Our current result on accuracy of diagnosis of 96% is well in line with our own previous results with anterior cruciate ligament injury (92%) and with the findings of Luthje and coworkers (97%). The true coverage of the diagnosis could not be assessed in our present study, as the diagnosis code S72.1 was a selection criterion for the study population. Assessment of coverage of diagnosis would have required a different study setting and therefore our principal aim was to assess the coverage and accuracy of procedural coding.

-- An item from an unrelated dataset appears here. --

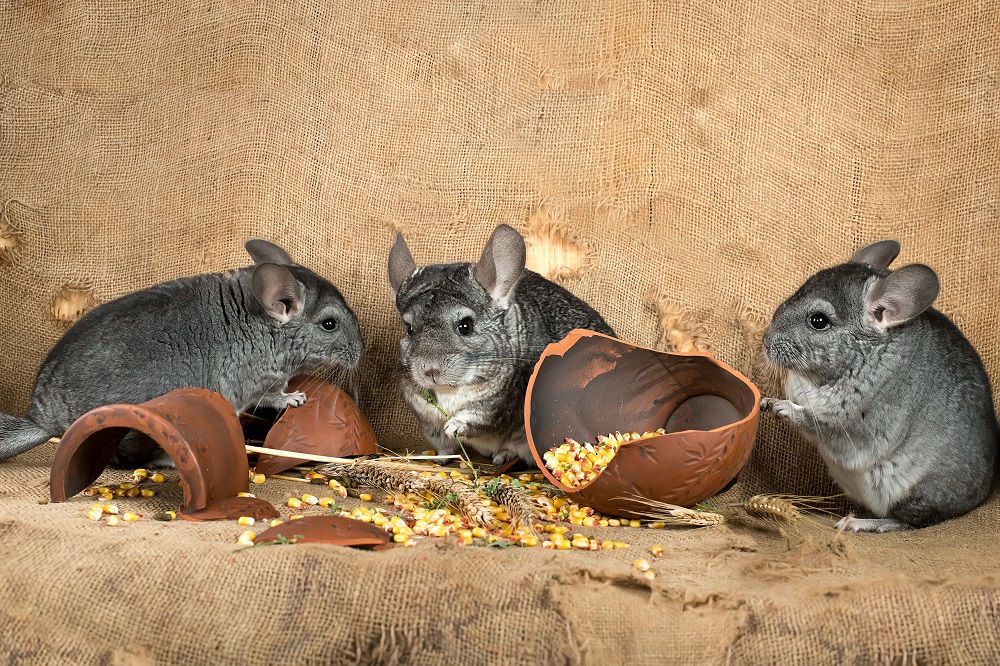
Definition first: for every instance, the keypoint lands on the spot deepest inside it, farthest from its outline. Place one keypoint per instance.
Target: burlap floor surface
(683, 166)
(76, 591)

We are not aware of any recent study trying to assess accuracy of diagnosis and both accuracy and coverage of procedural coding and external cause for injury in the Finnish or any other NHDR. In a Norwegian study, Loftus and coworkers found that there were major variations in registering diagnosis in different hospital discharge registers and questioned their reliability. In a recent review, Ludvigsson et al. found that the Swedish National Inpatient Register had excellent injury diagnosis coding with a high reporting rate for external cause for injury. In Finland Keskimäki and Aro took a random sample of 2,285 cases from the Finnish NHDR including all different reasons for hospitalizations in the year 1986 and compared this data to the individual medical records. The diagnosis was found to be accurate in 95% of cases but procedural coding was quite inaccurate (70-78%). Coding for external cause for injury was also poorly placed (64%). It has to be remembered, however, that the study was done in 1986 and the register used the ICD-8. The development of the NHDR, introduction of the ICD-10 coding system and better schooling in their use are likely to explain the major differences to our current results.

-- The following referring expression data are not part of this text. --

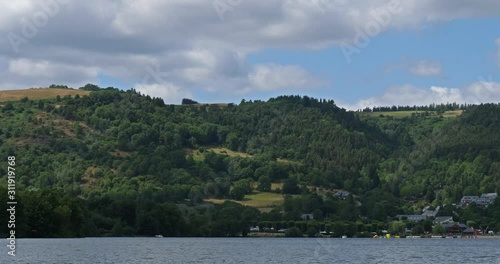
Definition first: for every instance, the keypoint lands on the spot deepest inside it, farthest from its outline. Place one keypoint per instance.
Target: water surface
(254, 250)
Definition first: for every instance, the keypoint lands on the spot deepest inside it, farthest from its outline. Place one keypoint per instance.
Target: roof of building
(442, 219)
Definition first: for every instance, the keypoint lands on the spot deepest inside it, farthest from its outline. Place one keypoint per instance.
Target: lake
(254, 250)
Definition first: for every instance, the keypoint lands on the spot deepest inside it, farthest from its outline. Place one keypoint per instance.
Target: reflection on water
(254, 250)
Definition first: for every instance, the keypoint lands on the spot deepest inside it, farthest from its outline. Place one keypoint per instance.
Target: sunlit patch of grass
(36, 94)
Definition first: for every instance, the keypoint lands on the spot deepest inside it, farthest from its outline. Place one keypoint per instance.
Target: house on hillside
(342, 194)
(431, 213)
(443, 220)
(307, 217)
(455, 228)
(466, 200)
(412, 218)
(483, 201)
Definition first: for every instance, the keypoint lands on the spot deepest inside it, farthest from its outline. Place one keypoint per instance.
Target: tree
(187, 101)
(438, 229)
(264, 184)
(290, 186)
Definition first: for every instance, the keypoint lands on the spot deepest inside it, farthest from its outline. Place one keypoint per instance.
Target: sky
(360, 53)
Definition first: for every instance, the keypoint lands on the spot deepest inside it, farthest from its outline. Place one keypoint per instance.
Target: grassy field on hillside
(264, 201)
(38, 93)
(401, 114)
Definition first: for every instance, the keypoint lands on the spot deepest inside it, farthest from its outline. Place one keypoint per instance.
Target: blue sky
(415, 52)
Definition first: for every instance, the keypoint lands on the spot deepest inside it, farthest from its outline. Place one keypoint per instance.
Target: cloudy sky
(357, 52)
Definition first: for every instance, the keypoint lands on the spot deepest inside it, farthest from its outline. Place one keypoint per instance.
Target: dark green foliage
(186, 101)
(118, 163)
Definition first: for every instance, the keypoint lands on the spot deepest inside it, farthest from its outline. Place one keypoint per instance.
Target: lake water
(253, 250)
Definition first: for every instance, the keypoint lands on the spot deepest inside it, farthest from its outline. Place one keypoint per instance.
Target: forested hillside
(118, 163)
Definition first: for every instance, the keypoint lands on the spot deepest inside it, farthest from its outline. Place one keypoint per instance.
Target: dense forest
(118, 163)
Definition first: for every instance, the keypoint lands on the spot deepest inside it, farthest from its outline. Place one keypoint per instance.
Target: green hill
(118, 163)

Although orthopedic surgeons may concentrate more on outcomes of surgical procedures, the validity of the NHDR could be increased further by personal feedback and education in using the NHDR. Thus, we suggest that more resources should be put into education and proper use of procedural coding including surgeons in training. This will help in assessing the future trends in common musculoskeletal injuries and their treatment.
We found that the accuracy of diagnosis and both accuracy and coverage of procedural coding and external cause for injury in the Finnish National Hospital Discharge Register are excellent. The register can be used as a reliable source of information especially in epidemiological studies of injuries.
The authors of this work received no external funding for the study.